We want MPs to have experience, but the office is not a part-time job. The comments from Malcolm Rifkind and Jack Straw deserve no sympathy.

By New Statesman

Shed no tears for Malcolm Rifkind or Jack Straw. The Conservative and Labour MPs, both former foreign secretaries, fell for a Telegraph/Channel 4 sting that showed them willing to use their positions as politicians to act on behalf of a fictitious Chinese company for £5,000 a day. In doing so, they exposed themselves as naive, greedy and contemptuous of their office and constituents.

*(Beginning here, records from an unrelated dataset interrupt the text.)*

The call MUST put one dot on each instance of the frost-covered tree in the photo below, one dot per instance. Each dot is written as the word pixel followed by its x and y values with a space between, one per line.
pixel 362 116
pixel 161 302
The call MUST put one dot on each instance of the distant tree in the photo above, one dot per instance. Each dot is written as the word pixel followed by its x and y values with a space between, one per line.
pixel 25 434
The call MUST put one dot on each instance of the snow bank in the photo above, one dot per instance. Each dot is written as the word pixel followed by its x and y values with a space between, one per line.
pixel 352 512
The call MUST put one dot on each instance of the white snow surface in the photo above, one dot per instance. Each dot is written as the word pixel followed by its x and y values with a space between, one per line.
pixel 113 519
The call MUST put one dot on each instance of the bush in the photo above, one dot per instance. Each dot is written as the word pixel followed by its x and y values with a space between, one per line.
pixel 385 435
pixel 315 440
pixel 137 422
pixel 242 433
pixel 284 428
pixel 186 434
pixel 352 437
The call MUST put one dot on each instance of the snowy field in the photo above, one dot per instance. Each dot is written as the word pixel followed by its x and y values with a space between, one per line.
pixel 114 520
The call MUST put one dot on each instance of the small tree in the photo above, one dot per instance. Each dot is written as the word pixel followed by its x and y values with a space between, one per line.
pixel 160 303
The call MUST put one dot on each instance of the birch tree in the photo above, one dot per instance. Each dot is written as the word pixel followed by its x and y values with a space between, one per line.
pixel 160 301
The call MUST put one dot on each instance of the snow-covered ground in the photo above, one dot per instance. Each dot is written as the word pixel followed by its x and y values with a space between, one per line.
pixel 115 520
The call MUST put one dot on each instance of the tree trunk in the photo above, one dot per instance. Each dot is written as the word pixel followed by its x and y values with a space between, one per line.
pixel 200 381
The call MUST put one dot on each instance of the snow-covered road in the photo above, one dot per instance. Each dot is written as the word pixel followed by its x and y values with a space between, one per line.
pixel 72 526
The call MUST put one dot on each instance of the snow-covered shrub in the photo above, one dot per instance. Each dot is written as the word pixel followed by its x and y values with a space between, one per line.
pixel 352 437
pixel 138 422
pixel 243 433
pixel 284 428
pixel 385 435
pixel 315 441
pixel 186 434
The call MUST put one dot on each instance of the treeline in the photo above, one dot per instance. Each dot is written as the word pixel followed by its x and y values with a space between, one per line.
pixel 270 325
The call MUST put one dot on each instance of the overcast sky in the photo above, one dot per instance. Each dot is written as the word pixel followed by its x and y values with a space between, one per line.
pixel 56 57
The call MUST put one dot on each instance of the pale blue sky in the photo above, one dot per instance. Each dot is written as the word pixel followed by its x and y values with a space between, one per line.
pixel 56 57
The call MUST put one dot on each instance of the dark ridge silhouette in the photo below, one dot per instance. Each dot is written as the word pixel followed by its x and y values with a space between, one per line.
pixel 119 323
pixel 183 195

Mr Rifkind, a politician of considerable gifts, told his fake suitors that as an MP he was “self-employed” and had lots of free time (perhaps because his Commons voting record is so poor). Though he has agreed to stand down as an MP and as the chairman of parliament’s intelligence and security committee, he says his conscience is clear. Getting by on “simply £60,000” – an MP’s basic taxpayer-funded salary is £67,060, two and a half times the national average – is unrealistic, he says. (He neglected to mention his significant outside earnings.) We want our MPs to have wide experience and hinterlands. But being an MP is not a part-time job, nor one that should be undertaken for the money. It is a public service. Anyone who thinks otherwise should vacate his or her seat and follow Mr Rifkind out of the House in May.